The POST‑ICECAP study, now enrolling at UNC Neurology, aims to close this critical knowledge gap by examining recovery over the first year after cardiac arrest. Unlike many prior studies that focus primarily on survival or short‑term neurologic outcomes, POST‑ICECAP follows survivors longitudinally to better understand functional, cognitive, emotional, and quality‑of‑life outcomes over time.

POST‑ICECAP is a clinical trial conducted within the NIH‑funded Strategies to Innovate EmeRgENcy Care Clinical Trials (SIREN) network, a national research consortium based in emergency medicine. The SIREN network focuses on improving care for patients with neurologic, cardiac, traumatic, respiratory, and hematologic emergencies through large‑scale, collaborative clinical trials.

Lindsey J. Krawchuk, MD
Assistant Professor of Neurology

UNC’s participation in POST‑ICECAP is supported by a junior career development subaward within the SIREN network, designed to foster early career investigators leading impactful emergency care research at Duke & UNC. Dr. Lindsey Krawchuk was awarded the current subaward, building on work that helped establish UNC as a POST‑ICECAP site. The prior award was held by Dr. Clio Rubinos in 2024, reflecting sustained institutional engagement in SIREN‑supported research.

UNC investigators have contributed to multiple SIREN trials, including POST‑ICECAP, which is currently enrolling, and BOOST‑3, a large‑scale emergency neurology trial that UNC completed earlier this year. Together, these studies highlight UNC Neurology’s growing role in national emergency and neurocritical care research efforts.

Eligible POST‑ICECAP participants include patients admitted after an out‑of‑hospital cardiac arrest who are alive 30 days after the event.

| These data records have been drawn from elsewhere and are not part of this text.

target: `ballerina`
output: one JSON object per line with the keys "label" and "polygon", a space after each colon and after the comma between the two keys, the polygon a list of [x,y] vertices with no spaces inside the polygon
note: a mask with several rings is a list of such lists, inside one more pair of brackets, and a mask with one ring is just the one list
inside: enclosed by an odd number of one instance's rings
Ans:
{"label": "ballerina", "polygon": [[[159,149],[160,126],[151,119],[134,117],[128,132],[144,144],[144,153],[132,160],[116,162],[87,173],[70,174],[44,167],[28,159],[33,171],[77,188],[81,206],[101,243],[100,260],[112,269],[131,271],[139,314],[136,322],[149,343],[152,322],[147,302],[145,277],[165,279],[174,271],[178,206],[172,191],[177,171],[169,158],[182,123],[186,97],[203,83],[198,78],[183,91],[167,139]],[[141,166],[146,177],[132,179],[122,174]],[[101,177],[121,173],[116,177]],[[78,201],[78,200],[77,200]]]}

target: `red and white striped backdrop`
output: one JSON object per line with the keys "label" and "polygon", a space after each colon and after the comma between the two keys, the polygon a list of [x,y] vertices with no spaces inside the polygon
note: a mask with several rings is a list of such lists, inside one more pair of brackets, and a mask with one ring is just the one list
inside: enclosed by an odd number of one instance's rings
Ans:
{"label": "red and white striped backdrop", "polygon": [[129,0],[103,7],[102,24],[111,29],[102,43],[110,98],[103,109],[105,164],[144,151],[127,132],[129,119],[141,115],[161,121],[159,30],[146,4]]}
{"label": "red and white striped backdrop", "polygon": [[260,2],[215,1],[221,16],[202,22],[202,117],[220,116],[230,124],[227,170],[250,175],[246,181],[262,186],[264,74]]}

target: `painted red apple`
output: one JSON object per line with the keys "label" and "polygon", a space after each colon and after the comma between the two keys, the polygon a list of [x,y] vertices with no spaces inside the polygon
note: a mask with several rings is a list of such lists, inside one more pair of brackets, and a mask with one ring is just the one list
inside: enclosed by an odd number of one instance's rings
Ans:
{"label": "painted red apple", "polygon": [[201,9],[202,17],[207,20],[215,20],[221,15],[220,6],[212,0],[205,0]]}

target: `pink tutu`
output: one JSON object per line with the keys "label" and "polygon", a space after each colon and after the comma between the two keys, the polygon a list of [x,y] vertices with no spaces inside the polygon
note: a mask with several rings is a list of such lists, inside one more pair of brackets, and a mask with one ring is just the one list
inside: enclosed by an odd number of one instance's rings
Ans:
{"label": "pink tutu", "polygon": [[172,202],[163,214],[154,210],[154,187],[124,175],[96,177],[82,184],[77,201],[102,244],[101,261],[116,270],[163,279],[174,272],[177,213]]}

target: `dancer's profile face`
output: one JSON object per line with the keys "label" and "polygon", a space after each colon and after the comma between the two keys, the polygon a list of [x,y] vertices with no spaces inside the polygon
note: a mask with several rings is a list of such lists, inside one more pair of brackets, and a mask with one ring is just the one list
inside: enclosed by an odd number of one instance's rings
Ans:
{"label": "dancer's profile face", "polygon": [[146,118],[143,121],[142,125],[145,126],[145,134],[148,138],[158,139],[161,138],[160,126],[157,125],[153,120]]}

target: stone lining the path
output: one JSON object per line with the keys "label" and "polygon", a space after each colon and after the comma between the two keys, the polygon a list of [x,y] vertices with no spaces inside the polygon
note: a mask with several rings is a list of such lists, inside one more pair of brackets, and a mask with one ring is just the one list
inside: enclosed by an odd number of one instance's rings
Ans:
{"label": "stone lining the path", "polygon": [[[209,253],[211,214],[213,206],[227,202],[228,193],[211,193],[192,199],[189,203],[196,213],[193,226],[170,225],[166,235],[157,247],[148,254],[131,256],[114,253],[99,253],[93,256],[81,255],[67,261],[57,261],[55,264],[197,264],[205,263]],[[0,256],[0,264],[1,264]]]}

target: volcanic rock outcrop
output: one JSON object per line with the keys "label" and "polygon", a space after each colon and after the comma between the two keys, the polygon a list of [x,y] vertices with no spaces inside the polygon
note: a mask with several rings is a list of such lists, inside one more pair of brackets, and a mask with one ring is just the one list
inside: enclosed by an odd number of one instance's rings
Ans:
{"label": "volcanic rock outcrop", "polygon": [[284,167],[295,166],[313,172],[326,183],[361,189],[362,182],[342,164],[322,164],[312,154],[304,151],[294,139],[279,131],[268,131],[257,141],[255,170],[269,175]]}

Study participation primarily involves follow‑up visits over 12 months—conducted by phone or in person—that assess daily function, cognition, mood, quality of life, and ongoing care needs. While direct medical benefit to participants is not guaranteed, the information collected is expected to improve counseling, rehabilitation planning, and long‑term support for future survivors and families.

By focusing on survivorship rather than survival alone, POST‑ICECAP addresses the questions that matter most after hospital discharge: what recovery looks like, who needs additional support, and how health systems can better serve patients after cardiac arrest. The study reflects UNC Neurology’s commitment to advancing care across the full continuum of emergency and neurocritical illness—from the emergency department to long‑term recovery.